Paper No. 0
Presentation Time: 10:00 AM
PROGRADE LAWSONITE PSEUDOMORPHS IN BLUESCHISTS FROM SYROS, GREECE
BRADY, John B.1, ABLE, Lindsey M.
1, CHENEY, John T.
2, SPERRY, Arianne J.
2 and SCHUMACHER, John C.
3, (1)Department of Geology, Smith College, Northampton, MA 01063, (2)Department of Geology, Amherst College, Amherst, MA 01002, (3)Univ Bristol, Wills Memorial Bldg, Bristol, BS8 1RJ, United Kingdom, jbrady@science.smith.edu
The island of Syros is made of a suite of glaucophane-bearing calcareous schists, mafic schists, and marbles. Lawsonite pseudomorphs stand in relief on the weathered surfaces of a number of blueschist outcrops on the island. They occur as white, seemingly euhedral, rectangular or diamond-shaped aggregates, 0.2 to 3.0 cm across. The pseudomorphs, some of which contain remnant lawsonite, consist mainly of a fine-grained mixture of zoisite and phengite with other minerals such as chlorite and/or albite.
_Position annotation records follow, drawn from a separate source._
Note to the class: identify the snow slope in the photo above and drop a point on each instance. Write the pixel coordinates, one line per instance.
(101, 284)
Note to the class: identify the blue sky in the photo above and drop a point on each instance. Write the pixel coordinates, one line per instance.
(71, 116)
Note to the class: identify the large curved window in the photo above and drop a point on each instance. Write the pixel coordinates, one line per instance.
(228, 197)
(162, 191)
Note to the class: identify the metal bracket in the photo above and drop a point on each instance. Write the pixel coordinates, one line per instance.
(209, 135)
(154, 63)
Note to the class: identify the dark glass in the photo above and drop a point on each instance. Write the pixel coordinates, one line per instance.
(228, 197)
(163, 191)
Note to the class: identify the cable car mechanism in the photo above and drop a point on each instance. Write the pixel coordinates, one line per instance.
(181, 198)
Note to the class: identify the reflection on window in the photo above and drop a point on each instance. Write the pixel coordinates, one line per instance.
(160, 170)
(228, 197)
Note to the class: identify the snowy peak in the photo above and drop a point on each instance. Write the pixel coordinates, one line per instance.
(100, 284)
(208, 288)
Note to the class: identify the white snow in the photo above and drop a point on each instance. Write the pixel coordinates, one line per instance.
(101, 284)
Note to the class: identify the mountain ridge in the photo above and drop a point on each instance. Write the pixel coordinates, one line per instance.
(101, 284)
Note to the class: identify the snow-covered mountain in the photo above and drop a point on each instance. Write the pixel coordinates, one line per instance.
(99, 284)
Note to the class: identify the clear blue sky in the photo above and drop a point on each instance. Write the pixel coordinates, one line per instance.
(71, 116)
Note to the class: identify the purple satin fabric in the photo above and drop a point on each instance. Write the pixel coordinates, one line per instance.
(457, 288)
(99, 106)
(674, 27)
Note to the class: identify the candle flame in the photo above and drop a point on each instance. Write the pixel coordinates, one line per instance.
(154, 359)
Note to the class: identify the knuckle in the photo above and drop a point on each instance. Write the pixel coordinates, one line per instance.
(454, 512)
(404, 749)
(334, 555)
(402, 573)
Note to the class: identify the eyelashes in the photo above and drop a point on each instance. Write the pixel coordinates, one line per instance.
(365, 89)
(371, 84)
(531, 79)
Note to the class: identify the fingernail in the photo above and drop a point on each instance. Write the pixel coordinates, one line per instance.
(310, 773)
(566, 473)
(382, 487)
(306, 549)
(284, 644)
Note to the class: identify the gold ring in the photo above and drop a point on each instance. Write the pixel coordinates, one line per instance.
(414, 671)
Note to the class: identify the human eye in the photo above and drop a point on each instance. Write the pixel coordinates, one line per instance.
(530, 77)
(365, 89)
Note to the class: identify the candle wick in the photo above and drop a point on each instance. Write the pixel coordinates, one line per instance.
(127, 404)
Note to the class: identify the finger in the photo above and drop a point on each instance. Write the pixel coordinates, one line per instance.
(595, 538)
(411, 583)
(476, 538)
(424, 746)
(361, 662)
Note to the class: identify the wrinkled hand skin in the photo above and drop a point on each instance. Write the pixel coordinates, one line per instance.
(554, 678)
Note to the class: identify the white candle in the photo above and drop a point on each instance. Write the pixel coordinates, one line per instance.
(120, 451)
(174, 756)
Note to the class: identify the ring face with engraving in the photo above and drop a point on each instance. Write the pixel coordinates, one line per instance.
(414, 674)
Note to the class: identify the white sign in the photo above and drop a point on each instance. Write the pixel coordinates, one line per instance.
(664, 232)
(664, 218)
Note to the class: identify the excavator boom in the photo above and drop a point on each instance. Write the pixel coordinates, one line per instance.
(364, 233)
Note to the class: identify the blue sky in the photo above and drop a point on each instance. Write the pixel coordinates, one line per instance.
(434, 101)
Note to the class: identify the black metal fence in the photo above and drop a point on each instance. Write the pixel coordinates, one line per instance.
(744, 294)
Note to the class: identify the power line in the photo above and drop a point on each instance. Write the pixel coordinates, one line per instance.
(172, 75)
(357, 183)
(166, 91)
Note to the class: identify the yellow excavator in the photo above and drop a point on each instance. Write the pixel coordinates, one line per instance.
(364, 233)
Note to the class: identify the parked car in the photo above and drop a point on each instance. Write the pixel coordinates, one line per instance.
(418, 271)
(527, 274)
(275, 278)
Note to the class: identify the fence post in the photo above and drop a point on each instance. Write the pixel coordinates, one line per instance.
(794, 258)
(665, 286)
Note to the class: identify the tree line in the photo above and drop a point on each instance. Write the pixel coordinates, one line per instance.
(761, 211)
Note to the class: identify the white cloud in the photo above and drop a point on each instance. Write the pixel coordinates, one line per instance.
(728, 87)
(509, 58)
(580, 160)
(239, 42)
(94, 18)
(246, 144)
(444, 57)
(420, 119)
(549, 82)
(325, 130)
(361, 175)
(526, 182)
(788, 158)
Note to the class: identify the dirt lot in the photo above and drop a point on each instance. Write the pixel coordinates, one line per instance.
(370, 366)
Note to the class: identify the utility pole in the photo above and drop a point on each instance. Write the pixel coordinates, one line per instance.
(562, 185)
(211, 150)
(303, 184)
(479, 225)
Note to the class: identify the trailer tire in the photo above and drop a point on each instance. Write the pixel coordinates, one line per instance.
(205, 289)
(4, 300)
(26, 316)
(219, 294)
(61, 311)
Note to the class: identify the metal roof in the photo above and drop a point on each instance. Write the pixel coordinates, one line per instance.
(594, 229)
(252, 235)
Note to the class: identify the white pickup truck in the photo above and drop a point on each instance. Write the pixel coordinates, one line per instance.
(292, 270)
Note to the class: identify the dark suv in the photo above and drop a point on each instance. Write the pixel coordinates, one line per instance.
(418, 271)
The blueschist matrix assemblage for the pseudomorphs is typically glaucophane + epidote + phengite ± garnet ± omphacite ± rutile ± titanite in rocks with the bulk composition of basalt. Pseudomorphs also occur commonly in graphitic, calcareous schists. Because many of the pseudomorphs contain phengite, whereas stoichiometric lawsonite contains no potassium or magnesium, these pseudomorphs require mass transfer on at least a cm scale. The abundance of lawsonite pseudomorphs on Syros and in other blueschist terranes suggests that the pseudomorphing process can occur as a part of normal blueschist evolution without any special circumstances such as potassium addition by an infiltrating fluid.
We believe that the source of the potassium is matrix phengite and that the pseudomorphs are the result of a reaction such as: lawsonite + celadonite=zoisite + muscovite + chlorite + quartz + water or lawsonite + celadonite=zoisite + muscovite + tremolite + quartz + water in which matrix phengite is consumed to produce more muscovite-rich phengite in the pseudomorph. A possible alternative reaction, lawsonite + glaucophane=zoisite + paragonite + chlorite + quartz + water,
would require an ionic reaction mechanism (Carmichael, 1969) to consume phengite in the matrix and to grow it in the pseudomorph. All of these are prograde, dehydration reactions (with a positive slope on a P-T diagram) that could occur as the rock is heated from about 450 to 500°C at 1.5 GPa. The presence of prograde reaction products as lawsonite pseudomorphs is believed to be the result of the relative immobility of Al in these rocks.